## Introduction

DNA barcoding1 alleviates many of the challenges associated with morphological specimen identification by comparing short, standardized fragments of DNA – typically 648 bp of the cytochrome c oxidase I (COI) gene for animals – to a well-curated reference library. The success of this method relies on the presence of a clearly defined ‘barcode gap’, where intraspecific divergences are much more constrained than interspecific divergences. Its presence not only enables rapid specimen identification, but also facilitates species delineation through molecularly defined taxonomic units, a process automated through the barcode index number (BIN) system2. BINs correspond well with morphologically recognized species in lineages with well-curated taxonomy2,3,4 and can improve taxonomic resolution by elucidating hidden diversity5,6. Consequently, BINs are a powerful tool for characterizing diversity in poorly-known, hyperdiverse, invertebrates7,8,9, but have seen limited validation in these taxa.
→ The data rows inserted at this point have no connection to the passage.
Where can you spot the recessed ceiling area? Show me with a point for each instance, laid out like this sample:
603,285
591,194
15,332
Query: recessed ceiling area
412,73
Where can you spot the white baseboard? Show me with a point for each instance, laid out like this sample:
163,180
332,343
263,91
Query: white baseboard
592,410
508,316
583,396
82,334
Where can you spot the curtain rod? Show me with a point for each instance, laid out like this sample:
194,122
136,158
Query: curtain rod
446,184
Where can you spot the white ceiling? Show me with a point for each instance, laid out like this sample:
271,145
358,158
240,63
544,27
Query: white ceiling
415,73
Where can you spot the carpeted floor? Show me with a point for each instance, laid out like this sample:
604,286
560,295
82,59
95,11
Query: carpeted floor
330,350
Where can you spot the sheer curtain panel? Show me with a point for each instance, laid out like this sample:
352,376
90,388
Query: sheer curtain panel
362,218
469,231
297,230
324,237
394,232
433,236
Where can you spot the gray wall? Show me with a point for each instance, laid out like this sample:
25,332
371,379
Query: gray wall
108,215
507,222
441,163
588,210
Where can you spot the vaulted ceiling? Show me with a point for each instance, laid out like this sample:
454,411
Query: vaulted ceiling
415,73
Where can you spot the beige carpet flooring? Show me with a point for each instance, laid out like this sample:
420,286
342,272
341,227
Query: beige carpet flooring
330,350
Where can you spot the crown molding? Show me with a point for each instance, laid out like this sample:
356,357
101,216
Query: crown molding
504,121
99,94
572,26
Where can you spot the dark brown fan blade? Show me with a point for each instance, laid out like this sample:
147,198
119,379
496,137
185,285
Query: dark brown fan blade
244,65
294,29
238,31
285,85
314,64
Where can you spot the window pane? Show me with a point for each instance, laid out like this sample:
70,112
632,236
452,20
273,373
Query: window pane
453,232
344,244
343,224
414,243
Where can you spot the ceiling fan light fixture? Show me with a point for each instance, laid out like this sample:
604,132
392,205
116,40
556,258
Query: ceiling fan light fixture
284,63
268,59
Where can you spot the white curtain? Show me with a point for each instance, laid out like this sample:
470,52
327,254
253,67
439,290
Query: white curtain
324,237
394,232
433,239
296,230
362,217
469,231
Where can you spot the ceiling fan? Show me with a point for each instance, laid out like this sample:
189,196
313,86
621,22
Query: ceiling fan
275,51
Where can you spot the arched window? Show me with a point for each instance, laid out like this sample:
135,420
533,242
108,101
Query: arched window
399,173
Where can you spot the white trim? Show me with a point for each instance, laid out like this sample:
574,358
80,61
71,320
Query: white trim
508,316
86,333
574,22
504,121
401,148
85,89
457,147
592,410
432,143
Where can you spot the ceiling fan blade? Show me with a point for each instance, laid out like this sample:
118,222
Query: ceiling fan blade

The mites (Acari) may exceed one million species, but remain poorly known because of their small size and cryptic morphology10. While BIN–based surveys have expedited surveys of this hyperdiverse group7,11,12, the rapidly growing collection of mite barcodes generally lack lower-level taxonomy. For example, just 18% of the >12,400 mite BINs (from nearly 120,000 DNA barcode sequences) on the Barcode of Life Data System (BOLD, v4.boldsystems.org) are linked with a species name (accessed August 2018). Nonetheless, successful species delineation through DNA barcodes has been documented in several mite lineages, including the Ixodida13, Mesostigmata14, Sarcoptiformes15, and Trombidiformes16. DNA barcodes have also helped resolve issues like lumping due to cryptic morphology17, and splitting due to heteromorphy18. However, concordance between species and BINs has only been tested in a single mite lineage: medically important ticks from Canada19.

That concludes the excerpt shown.